Testimony by Molly R.
I met my husband, Bob, at UCLA; we were both Economics majors and studied together. Initially, I had no idea we would be more than study buddies, but a year after graduation, we were married. We had our first son, Joe, and a little later, we were expecting our second baby, another boy!
Everything was going smoothly until my 20-week ultrasound. I was told that my son was missing a left arm and I'd have to go back for a more in-depth ultrasound. Missing a limb can be caused by serious genetic disorders that often result in the baby’s death within weeks or months of birth. I was devastated by the possibility of my baby dying within a few months of life. My heart ached.
Two days later, when my husband and I went back for the second ultrasound, we got to see our baby in 3D ultrasound.
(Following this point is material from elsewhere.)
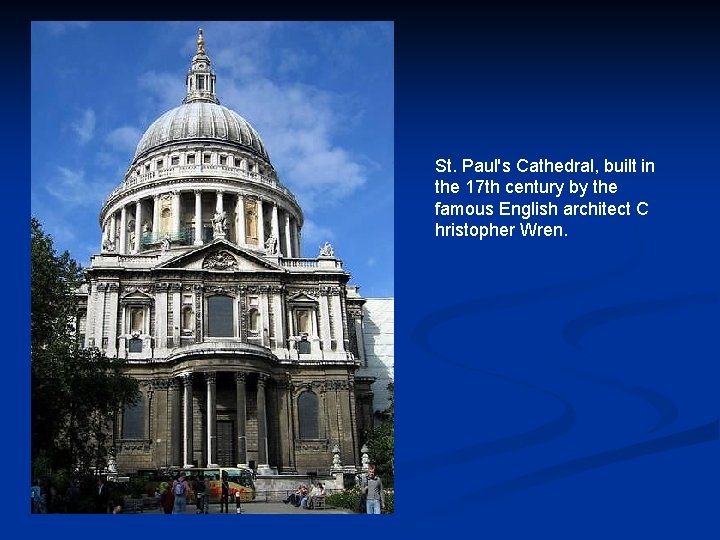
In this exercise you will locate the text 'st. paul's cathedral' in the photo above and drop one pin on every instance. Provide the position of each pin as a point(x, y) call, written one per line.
point(246, 352)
He was so cute – even the ultrasound technician said so! And best of all, we found out that he was perfectly healthy except for a missing left hand. There were no genetic disorders that might cause an early death. I was so relieved!
Then my doctor said, "You're now going to talk to the geneticist about your future options, like termination." Those might have been the most hurtful words she could have said. I had just spent the last 48 hours in complete anxiety that my son might die so young, and now she was suggesting that we could just end his life now. I had worried what people might think of our son without an arm, and here she was suggesting that his life might be less valuable because of his condition. I had just seen his heart beating, his 10 toes and 5 fingers; he was sucking his thumb. I'm sure the doctor wasn't trying to be hurtful, but I cannot imagine a more insensitive and hurtful thing to say at that time.
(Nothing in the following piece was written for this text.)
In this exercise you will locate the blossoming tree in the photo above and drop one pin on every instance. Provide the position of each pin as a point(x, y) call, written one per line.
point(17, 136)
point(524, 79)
Then my doctor said, "You're now going to talk to the geneticist about your future options, like termination."
Our son Robert Raphael is now a little over a year old, and we just love him! He loves playing with his older brother, Joe. He can hold things, throw things, and loves to climb on things. What we have seen, and what the pediatric hand specialist assured us, is that he adapts to everything. We have learned that being born without a hand is actually significantly easier to adapt to than losing a hand in an injury because your brain adapts to it from an early age. Will there be challenges in the future? I'm sure. But at least he knows that he will always be loved!